One of the key issues with climate models has been the need to evaluate the processes in the models to see how they compare with the current knowledge and assumptions about how the physical system works. The standard approach has been to compare the outputs of a model or multiple models against independent observational datasets.

When models diverge from each other or the observations, the difficulty has been isolating the precise cause and whether it is a single process that caused the divergence or interactions between two seemingly unrelated processes.

Working with international colleagues, CLEX scientists have put forward an open-source, model agnostic, modular framework called the multi-assumption architecture and testbed (MAAT). This has been proposed as a generic framework to systematically explore how different underlying model assumptions, hypotheses and parameters lead to predicted model behaviour. In the first applications, the MAAT has been successfully tested on a simple groundwater model and a widely used leaf scale photosynthesis model. We expect further applications in coming years.

Modelling extreme heat events and how they might change has also proven to be challenging. It turns out that drought and heat-waves share many processes in common. Hence it is no surprise that members of the drought group have been working with colleagues in Heatwaves and Cold Air Outbreaks Research Program, to test how well climate models simulated hot and dry conditions in wet regions.

In research led by CLEX research associate, Anna Ukkola, CMIP5 model simulations were compared with the observations during heat waves made at flux towers world-wide. The results confirmed that CMIP5 models do not replicate the surface-atmosphere coupling as recorded in the observations. One important consequence is that CMIP5 models tend to amplify the temperature during heat extremes and underlie the need to improve model simulations under extreme conditions.

In a second application of the flux tower database (known as FLUXNet), CLEX research led by PhD student, Ned Haughton, aimed to investigate how predictable the flow of heat, moisture and carbon is between the land surface and the atmosphere. The long-held assumption is that vegetation type (e.g. tropical forest, grassland, boreal forest, etc.)  was the best predictor of the land-atmosphere fluxes. The research did not find that. Instead they found that predictability was in fact unpredictable. We are still working through the scientific implications of this result.

The world-wide FLUXNet database has over the years proved invaluable for evaluating models. However, FLUXNet is essentially a point-based database and does not directly evaluate the lateral flows that are central to Hydrology (e.g. runoff).

Over the past six months, Dongqin Yin has been leading research to evaluate a new Hydrologic Reanalysis product called the CDR (Climate Data Record) made available by Hydrologists at Princeton University. This represents the most comprehensive Hydrologic reanalysis available to date. The data are available at around for the global land surface at 50 km resolution for monthly period from 1984 to 2010. Initial results have shown that the CDR fills an important gap in the available databases and publications on the use of this database are currently being prepared. We expect to make use of the CDR for the duration of CLEX.

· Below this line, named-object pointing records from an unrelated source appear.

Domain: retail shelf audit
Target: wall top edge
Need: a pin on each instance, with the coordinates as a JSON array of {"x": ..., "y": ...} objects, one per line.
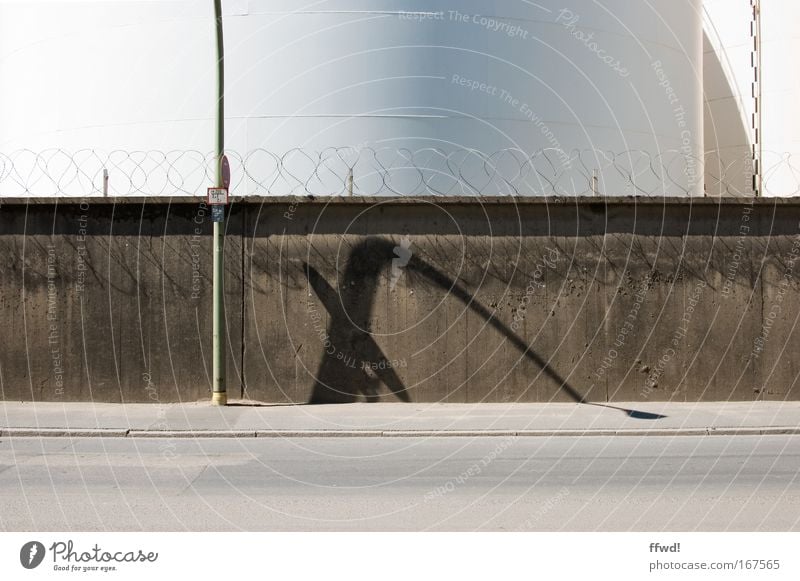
[{"x": 415, "y": 200}]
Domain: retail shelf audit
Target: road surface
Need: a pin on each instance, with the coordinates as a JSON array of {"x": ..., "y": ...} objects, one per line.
[{"x": 717, "y": 483}]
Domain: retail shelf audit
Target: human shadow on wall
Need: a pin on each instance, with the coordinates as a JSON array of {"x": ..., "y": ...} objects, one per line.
[{"x": 351, "y": 366}]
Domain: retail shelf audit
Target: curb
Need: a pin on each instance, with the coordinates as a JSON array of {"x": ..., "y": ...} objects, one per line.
[{"x": 190, "y": 434}]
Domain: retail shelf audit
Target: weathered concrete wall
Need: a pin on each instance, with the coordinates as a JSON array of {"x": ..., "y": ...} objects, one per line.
[{"x": 410, "y": 300}]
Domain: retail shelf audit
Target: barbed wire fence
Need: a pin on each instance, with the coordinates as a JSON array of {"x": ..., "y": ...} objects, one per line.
[{"x": 368, "y": 171}]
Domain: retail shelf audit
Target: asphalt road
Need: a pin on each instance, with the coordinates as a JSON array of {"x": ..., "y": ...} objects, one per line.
[{"x": 742, "y": 483}]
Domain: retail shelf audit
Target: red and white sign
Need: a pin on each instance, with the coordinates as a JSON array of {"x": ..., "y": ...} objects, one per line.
[
  {"x": 217, "y": 196},
  {"x": 225, "y": 172}
]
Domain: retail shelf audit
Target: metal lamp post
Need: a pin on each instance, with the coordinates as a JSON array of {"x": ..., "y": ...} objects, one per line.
[{"x": 220, "y": 395}]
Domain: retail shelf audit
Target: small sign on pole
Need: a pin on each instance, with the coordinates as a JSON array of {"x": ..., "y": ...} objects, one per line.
[
  {"x": 225, "y": 172},
  {"x": 217, "y": 196}
]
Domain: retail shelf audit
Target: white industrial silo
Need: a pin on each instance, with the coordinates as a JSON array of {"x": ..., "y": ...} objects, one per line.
[
  {"x": 407, "y": 97},
  {"x": 750, "y": 47}
]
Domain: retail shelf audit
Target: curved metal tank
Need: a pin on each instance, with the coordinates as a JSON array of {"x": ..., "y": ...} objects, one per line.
[
  {"x": 448, "y": 97},
  {"x": 731, "y": 103}
]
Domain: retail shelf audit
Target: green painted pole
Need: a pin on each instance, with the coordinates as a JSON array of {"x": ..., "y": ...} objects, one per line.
[{"x": 220, "y": 395}]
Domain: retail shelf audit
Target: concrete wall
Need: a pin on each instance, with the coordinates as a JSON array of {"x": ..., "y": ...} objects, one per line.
[{"x": 404, "y": 300}]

As part of our global linkages, we also welcomed Lorenz Keysser an undergrad student from ETH Zurich who spent four months at the University of New South Wales hub working with Annette Hirsch, Sonia Seneviratne (ETH) and Benoit Guillod (ETH) to evaluate the land use scenarios derived by integrated assessment models.

Meanwhile, research associate, Martin De Kauwe co-led an international workshop held at Biosphere 2 in Arizona that aimed to integrate evidence streams to describe the CO2 Fertilisation effect on the global carbon sink.

The chief outcome of the workshop will be a review paper, alongside a number of spin-off manuscripts on topics including: global photosynthesis trends, scaling of leaf-to-canopy estimates of photosynthesis, reconciliation of water use efficiency estimates from FACE experiments and tree ring isotopes, evidence for satellite greening and how vegetation communities are changing in response to elevated CO2.